Good ideas, which require a lot of work, and inevitably carry some anxieties and risks, need to be cared for like fragile seedlings. They can be trampled on by the unaware as much as they can wither from neglect. I think it is in human nature to be suspicious of new ideas and to be passively obstructive (if not worse) if we feel nothing has been explained, we have been unable to comment or contribute, in short things have just been imposed on us - even good things!
For these reasons, as well as for practical organisational reasons, it is important that all of those whose goodwill we will need to make the venture a success are consulted as early as possible in the process. There are often tight deadlines, of course, and if the training doesn't happen on the given date then it can't happen because all of that year will then be on Study Leave/in France/sitting exams/performing in a play, etc. But we still consult, and what we can't learn and adapt from feedback this time will be there for next time.
A sensible expectation is that a senior teacher "looking after" the scheme will be present at all or most of the training sessions and will be responsible for co-ordinating its operation in school, including support and supervision for the students. A second person at a management level in the school or college will normally take care of the general management and finance questions, in consultation with The Head or Principal.
Practicalities will involve:
- Staff Briefings - and there may be some staff who will want to have some involvement, active or as participant-observers.
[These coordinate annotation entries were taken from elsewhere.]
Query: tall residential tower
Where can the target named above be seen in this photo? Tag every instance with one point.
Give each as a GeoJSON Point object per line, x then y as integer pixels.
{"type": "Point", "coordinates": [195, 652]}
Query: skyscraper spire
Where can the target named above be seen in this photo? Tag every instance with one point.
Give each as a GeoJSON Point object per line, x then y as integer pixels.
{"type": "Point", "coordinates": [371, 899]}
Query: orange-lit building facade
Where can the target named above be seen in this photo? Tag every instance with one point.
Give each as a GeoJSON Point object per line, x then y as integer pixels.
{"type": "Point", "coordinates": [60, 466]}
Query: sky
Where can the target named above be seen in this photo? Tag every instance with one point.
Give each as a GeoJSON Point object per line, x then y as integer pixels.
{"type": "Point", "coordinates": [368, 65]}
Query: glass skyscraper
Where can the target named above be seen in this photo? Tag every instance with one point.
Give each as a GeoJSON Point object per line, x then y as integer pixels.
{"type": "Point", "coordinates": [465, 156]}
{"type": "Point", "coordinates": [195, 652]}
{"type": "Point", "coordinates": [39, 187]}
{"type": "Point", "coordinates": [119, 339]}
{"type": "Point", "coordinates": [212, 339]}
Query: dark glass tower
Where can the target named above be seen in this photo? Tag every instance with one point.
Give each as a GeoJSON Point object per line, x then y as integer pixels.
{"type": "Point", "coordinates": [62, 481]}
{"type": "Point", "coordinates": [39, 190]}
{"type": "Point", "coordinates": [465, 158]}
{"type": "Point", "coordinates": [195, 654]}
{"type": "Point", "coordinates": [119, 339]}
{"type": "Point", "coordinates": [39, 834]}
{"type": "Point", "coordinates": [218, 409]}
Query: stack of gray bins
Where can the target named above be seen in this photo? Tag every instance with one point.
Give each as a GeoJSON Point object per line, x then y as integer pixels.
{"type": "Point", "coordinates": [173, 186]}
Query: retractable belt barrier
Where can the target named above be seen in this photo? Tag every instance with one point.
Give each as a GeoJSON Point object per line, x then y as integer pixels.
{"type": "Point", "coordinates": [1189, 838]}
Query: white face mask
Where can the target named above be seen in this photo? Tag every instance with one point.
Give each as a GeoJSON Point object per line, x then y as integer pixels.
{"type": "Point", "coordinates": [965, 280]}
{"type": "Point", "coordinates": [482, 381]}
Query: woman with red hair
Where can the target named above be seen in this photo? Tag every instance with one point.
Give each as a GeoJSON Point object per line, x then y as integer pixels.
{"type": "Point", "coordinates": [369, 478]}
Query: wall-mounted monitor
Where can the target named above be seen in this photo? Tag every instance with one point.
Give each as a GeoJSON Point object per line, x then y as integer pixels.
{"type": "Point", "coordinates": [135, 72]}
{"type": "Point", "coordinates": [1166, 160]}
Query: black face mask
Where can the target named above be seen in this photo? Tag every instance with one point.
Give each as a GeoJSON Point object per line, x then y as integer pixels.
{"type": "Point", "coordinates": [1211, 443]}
Staff can also help to solve familiar problems about the Project's use of rooms, as well as (on rare occasions) discreetly releasing students from class (in practice most activities will be during lunchtime or after classes finish).
- Governors including Parent-Governors. Peer Support can be an agenda item for discussion.
- Professionals in regular contact with the school/college, e.g. the Educational Psychologist, School Nurse, Education Welfare Officer, Special Needs Support Service, should be kept aware of the project and possibly invited to contribute within their area of expertise.
- Parents/Carers of students under 16 participating in the scheme should have a letter that briefly explains its purposes and any practical implications, such as dates when they will be in school for training later than usual. Equally parents of students in those years which may be offered the service should receive information.